The only question that wasn’t a softball was how the Biden administration can reconcile the president’s stated commitment to block any attempts to drill for oil on public lands with his recent decision to approve the controversial Willow Project, a massive oil drilling plan in Alaska that will tap into the state’s National Petroleum Reserve.  

“People are saying that’s breaking a campaign promise. What’s the calculus there?” Colbert asked her.

“I understand the concerns that have been made, but here’s the thing: When you look at what our administration has done, it’s historic in terms of an investment in a clean energy economy,” Harris replied. “We are putting America back on the map globally, recognizing that we must live up to our role in terms of our ability to invest in the future, create jobs and reduce greenhouse gas emissions.” 

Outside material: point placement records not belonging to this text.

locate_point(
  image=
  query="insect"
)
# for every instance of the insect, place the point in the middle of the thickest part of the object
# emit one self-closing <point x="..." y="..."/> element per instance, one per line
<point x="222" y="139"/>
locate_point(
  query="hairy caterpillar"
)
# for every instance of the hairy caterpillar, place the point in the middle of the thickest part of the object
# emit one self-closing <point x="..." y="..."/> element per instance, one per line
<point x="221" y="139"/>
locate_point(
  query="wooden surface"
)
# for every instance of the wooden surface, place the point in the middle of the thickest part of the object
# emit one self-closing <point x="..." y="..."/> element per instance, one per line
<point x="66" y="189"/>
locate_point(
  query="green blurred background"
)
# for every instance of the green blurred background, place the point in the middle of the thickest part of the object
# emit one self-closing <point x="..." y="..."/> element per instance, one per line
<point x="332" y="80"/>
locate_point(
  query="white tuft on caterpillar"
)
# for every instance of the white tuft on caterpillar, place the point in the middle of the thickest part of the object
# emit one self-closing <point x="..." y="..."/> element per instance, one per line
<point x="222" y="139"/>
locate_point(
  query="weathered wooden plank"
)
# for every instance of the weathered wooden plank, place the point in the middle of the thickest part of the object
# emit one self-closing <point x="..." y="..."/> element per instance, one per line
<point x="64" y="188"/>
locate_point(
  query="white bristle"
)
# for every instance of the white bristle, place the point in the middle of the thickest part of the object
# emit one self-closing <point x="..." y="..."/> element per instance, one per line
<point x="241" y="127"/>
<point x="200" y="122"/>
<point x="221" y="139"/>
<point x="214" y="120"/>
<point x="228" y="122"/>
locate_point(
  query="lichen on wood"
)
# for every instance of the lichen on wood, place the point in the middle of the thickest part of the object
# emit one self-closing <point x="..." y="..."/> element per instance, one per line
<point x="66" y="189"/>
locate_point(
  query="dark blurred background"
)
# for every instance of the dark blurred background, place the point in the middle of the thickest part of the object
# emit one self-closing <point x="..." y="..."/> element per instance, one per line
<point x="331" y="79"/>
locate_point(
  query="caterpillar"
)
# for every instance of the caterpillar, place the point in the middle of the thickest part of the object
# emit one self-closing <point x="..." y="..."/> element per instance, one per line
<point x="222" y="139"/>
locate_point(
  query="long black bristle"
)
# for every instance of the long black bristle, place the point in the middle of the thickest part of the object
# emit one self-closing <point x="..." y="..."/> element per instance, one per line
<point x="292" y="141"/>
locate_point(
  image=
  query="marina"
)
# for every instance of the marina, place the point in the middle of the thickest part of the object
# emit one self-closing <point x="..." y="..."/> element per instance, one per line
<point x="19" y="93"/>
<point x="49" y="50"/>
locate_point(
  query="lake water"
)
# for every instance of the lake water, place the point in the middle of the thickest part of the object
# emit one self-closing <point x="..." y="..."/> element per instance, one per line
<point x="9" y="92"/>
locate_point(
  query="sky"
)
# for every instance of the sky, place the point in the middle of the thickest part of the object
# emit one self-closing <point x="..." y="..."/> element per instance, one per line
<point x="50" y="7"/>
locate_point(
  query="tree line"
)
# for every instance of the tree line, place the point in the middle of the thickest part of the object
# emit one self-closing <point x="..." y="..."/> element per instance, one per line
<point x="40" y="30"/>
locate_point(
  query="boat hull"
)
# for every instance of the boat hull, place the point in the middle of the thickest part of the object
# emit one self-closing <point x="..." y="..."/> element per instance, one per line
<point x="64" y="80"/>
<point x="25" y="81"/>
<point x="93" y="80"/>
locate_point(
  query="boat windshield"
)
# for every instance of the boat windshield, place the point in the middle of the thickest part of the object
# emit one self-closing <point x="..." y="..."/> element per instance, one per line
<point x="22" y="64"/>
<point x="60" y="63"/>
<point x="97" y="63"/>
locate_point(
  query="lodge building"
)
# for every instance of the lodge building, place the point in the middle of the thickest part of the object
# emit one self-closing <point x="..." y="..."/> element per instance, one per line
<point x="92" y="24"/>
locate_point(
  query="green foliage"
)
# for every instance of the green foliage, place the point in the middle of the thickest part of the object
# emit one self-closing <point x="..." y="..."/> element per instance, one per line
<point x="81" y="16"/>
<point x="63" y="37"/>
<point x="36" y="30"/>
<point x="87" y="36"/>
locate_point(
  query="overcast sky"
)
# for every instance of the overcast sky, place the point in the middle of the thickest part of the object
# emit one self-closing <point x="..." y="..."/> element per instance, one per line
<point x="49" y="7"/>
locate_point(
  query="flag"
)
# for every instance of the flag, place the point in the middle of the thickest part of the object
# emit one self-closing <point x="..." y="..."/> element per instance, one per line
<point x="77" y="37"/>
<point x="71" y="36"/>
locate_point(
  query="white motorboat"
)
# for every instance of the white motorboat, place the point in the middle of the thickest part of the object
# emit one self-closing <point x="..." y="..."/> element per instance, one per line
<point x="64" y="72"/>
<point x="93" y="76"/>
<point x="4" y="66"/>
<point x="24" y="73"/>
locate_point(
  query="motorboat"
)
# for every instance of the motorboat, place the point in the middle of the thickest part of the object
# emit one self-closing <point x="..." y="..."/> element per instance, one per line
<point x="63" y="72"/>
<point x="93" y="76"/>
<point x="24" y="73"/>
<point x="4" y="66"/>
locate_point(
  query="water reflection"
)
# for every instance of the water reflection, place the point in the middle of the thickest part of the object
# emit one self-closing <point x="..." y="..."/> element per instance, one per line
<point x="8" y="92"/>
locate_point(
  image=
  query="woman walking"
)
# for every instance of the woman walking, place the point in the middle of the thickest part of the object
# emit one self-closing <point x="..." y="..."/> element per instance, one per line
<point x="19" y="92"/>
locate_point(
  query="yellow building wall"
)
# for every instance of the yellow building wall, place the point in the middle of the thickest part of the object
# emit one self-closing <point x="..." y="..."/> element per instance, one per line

Colbert pressed Harris lightly, asking her if there was any discussion in the White House about what kind of criticism the administration may receive following Biden’s decision to approve the project. In response, Harris gave one of her hallmark word-salad answers.

“I think the concerns are based on what we should all be concerned about,” she said. “But the solutions have to be, and include, what we are doing in terms of going forward, in terms of investments.”

A natural follow-up would be, “So were there discussion or not?” or even, simply, “What does that mean?” But alas, from there the two moved into a discussion about which branch of the federal government Harris works in. Now, I realize that Colbert is a comedy show host, not a journalist. But before he hosted “The Late Show,” he was known for being one of sharpest political voices on late-night television. When he hosted the eponymous “Colbert Report,” he pretended to be a conservative blowhard — a satirical schtick done with such deftness that it often threw his interview subjects off balance, resulting in some of the funniest, most compelling television of the 21st century. 

To have the vice president in front of him and ask the questions he did, completely bypass the biggest Harris story of the week (the Warren feud) and fail to discern the meaning of “I think the concerns are based on what we should all be concerned about,” is frankly embarrassing. Wednesday’s interview lends credence to critics who argue that “The Late Show” ruined Colbert’s interviewing style. As someone who used to watch “The Colbert Report” religiously, it’s sad to see how far he’s fallen.